Based upon the foregoing, and subject to the additional qualifications set forth below, we are of the opinion that:
| 1. | the Units have been duly authorized by the Company and, when issued and sold by the Company and delivered by the Company against receipt of the purchase price therefor, in the manner contemplated by the Registration Statement, will be valid and legally binding obligations of the Company, |
| 2. | the Unit Shares have been duly authorized by the Company and, when issued and sold by the Company and delivered by the Company against receipt of the purchase price therefor, in the manner contemplated by the Registration Statement, will be validly issued, fully paid and non-assessable, |
G3 VRM Acquisition Corp.
June 21, 2021
Page 3
| 3. | the Rights have been duly authorized by the Company and, provided that the Rights have been duly executed and delivered by the Company and duly delivered to the purchasers thereof against payment therefor, then the Rights, when issued and sold in the manner contemplated by the Registration Statement, will be valid and legally binding obligations of the Company, |
| 4. | the Rights Shares underlying the Rights have been duly authorized and, when issued and delivered by the Company in accordance with the terms therein and the terms of the Rights Agreement, will be validly issued, fully paid and non-assessable, and |
| 5. | the Representative’s Shares have been duly authorized by the Company and, when issued and sold by the Company and delivered by the Company against receipt of the purchase price therefor, in the manner contemplated by the Underwriting Agreement, will be validly issued, fully paid and non-assessable. |
The opinions rendered in paragraphs 1 and 3 above are subject to (i) bankruptcy, insolvency, moratorium, fraudulent conveyance, fraudulent transfer and other similar laws affecting the rights and remedies of creditors generally, and (ii) constitutional and public policy limitations and general principles of equity (regardless of whether enforcement may be sought in a proceeding in equity or at law).
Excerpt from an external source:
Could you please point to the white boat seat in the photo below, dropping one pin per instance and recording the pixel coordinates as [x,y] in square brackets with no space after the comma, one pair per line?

In addition, we express no opinion as to: the right to collect any payment to the extent that such payment constitutes a penalty, premium, forfeiture or late payment charge; the enforceability of the governing law and forum selection provisions contained in any of the Transaction Documents; waivers of right to trial by jury, or any purported right of indemnification or exculpation with respect to illegal acts, intentional torts, violation of securities laws, negligence or willful misconduct.
The opinions expressed herein are limited exclusively to the applicable provisions of Delaware corporate law as currently in effect, and we are expressing no opinion as to the effect of the laws of any other jurisdiction.
This opinion letter has been prepared in accordance with the customary practice of lawyers who regularly give, and lawyers who regularly advise opinion recipients concerning, opinions of the type contained herein.
This opinion letter deals only with the specified legal issues expressly addressed herein, and you should not infer any opinion that is not explicitly addressed herein from any matter stated in this letter.
G3 VRM Acquisition Corp.
June 21, 2021
Page 4
We hereby consent to the filing of this opinion as an exhibit to the Registration Statement and the reference to this firm under the caption “Legal Matters” in the prospectus contained in the Registration Statement. In giving such consent, we do not hereby admit that we are within the category of persons whose consent is required under Section 7 of the Securities Act and the rules and regulations thereunder. This opinion is rendered to you as of the date hereof and we assume no obligation to advise you or any other person hereafter with regard to any change after the date hereof in the circumstances or the law that may bear on the matters set forth herein even though the change may affect the legal analysis or legal conclusion or other matters in this letter.